Au bout d’un autre corridor désert nous réveillons une responsable moustachue qui somnolait sur un banc. En vérifiant nos Ausweis, elle nous explique que la salle de vaccination, se situe dans les vestiaires. La cerbère nous guide au cas où on n’aurait pas remarqué la signalétique pourtant imposante. C’est quand même conçu pour des sportifs avec des symboles explicites pour ceux qui ne sauraient pas lire.
On entre dans le sanctuaire. Le sol est rendu collant par les millions de pieds nus qui l’ont foulé. Déprimée, la lumière tombe d’un plafonnier borgne. Les carreaux cassés aux murs sont assortis aux peintures décrépites et au plafond lépreux. Sur une table de formica, sans doute un invendu d’Emmaüs, est disposé le matériel de torture. L’infirmier aux oreilles décollées qui prend en charge mes enfants, un colosse boudiné dans une blouse taille unique trop petite, doit être un grand consommateur de carottes. Il les pique prestement dans la pénombre d’une cloison décorée de patères démantibulées. Dans la vraie vie, il est infirmier en Pédiatrie et donc « forcément vacciné » me dit-il, alors qu’il écrit consciencieusement le numéro du lot sur le formulaire. Puis nous rejoignons la grande salle. Au passage on évite soigneusement de marcher sur une colonne de cloportes silencieux qui, le long de la plinthe maculée de traces de semelles, file sans doute vers les cérémonies funèbres du réduit du médecin.

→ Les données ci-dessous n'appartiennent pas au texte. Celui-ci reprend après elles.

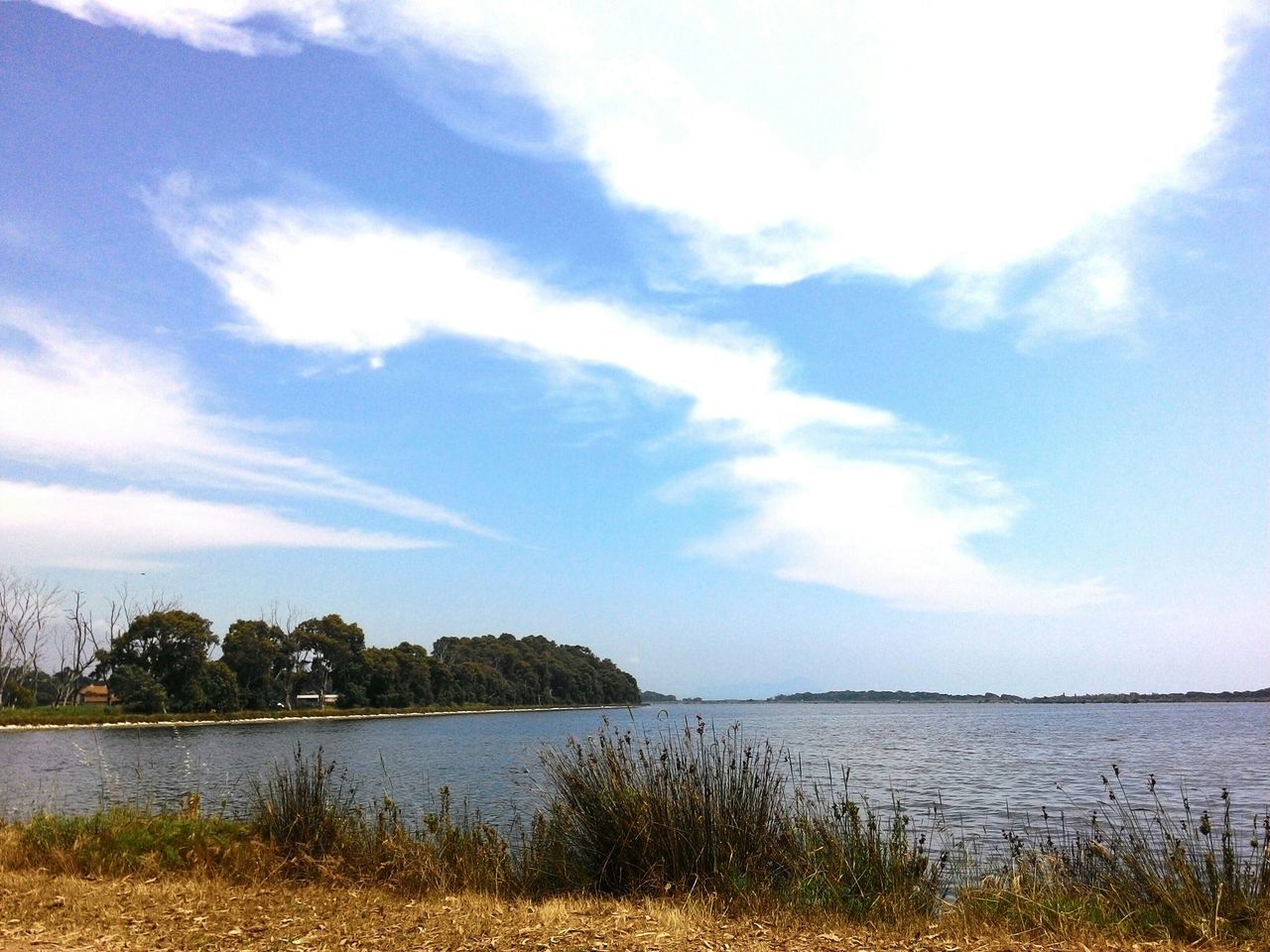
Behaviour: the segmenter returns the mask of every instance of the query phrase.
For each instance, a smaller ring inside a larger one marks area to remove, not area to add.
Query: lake
[[[700,716],[723,732],[784,744],[806,776],[850,768],[851,790],[998,831],[1041,807],[1085,814],[1101,777],[1121,768],[1146,802],[1148,774],[1176,798],[1213,806],[1223,787],[1246,821],[1270,803],[1270,704],[674,704],[632,711],[544,711],[207,726],[0,731],[0,815],[90,812],[103,803],[166,806],[197,791],[204,810],[240,812],[253,777],[318,748],[359,796],[390,795],[408,815],[447,784],[497,821],[532,811],[538,753],[611,724],[682,730]],[[677,725],[677,727],[676,727]],[[832,765],[832,767],[829,767]],[[1012,819],[1011,819],[1012,817]],[[1241,826],[1243,824],[1241,823]]]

Étape finale, il faut retourner voir les tamponneuses en 5. Ces dames empilent consciencieusement divers papiers dument cochés et couverts d’autocollants dans des caisses de cartons ornés de codes barres.
« Cela part directement au recyclage du papier ensuite ? » ai-je demandé désignant du doigt les caisses. « Vous n’y pensez pas, m’a rétorqué une dame offusquée, c’est important pour la traçabilité et la pharmacovigilance ! ». Elle m’a assuré que plus tard, « enfin s’il y a des budgets » d’autres fourmis dans d’autres centres traiteraient ensuite ces documents pour la postérité.

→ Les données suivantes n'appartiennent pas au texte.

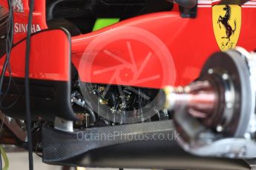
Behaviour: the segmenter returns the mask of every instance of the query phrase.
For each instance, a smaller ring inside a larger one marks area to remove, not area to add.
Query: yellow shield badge
[[[239,5],[214,5],[212,21],[217,43],[221,50],[237,45],[241,29],[241,7]]]

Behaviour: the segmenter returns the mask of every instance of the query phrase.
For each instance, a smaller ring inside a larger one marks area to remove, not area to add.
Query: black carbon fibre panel
[[[92,149],[120,143],[173,140],[175,136],[171,120],[92,128],[76,132],[45,128],[42,132],[43,162],[63,162]]]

Mais le plus anachronique, c’est dans tout notre périple, nous n’avons rencontré aucun ordinateur. C’est le règne du stylo Bic. Peut-être que notre Plan anti-Grippal français a été conçu avant l’ère de l’informatique ?

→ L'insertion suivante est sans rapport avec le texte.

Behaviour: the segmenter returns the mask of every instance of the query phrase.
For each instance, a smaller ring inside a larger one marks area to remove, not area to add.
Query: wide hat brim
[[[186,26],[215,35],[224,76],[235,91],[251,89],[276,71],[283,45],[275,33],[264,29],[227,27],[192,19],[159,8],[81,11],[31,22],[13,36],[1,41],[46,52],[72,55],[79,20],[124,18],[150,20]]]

Une chose est certaine, les principales victimes de cette pandémie sont les arbres qu’il a fallu abattre pour toute cette paperasse. On commémore la chute du mur de Berlin. Je pense qu’on aurait pu tourner à peu de frais une reconstitution de la bureaucratie de santé de l’ex Allemagne de l’Est dans ce centre. Même la lumière est verte comme dans un téléfilm de Derrick.
Ouf à 20 h 57 on est libérés. Fin du Jeu de l’Oie. Toute cette armada pour un débit dérisoire par toubib de 5 vaccinés par heure....
Sur l’asphalte mouillée une familiale rouge passe au ralenti, freine et fait marche arrière en vrombissant. Une vitre se baisse. Un homme m’interpelle : « C’est bien là qu’on vaccine ? Ca fait une heure qu’on tourne en rond ! ». Je les rassure, il reste des doses de vaccins. Le véhicule se gare et dans des claquements de portières, une famille en sort toute joyeuse d’avoir trouvé enfin le Saint Graal. Un cri primal claque dans la nuit derrière nous : « Putain Jeannine, tu as oublié les bons ! »
Enfin heureusement qu’on n’a pas de vraie épidémie méchante où il serait vital de vacciner rapidement l’ensemble de la population. Cette année on s’entraine pour la grippe B de l’an prochain.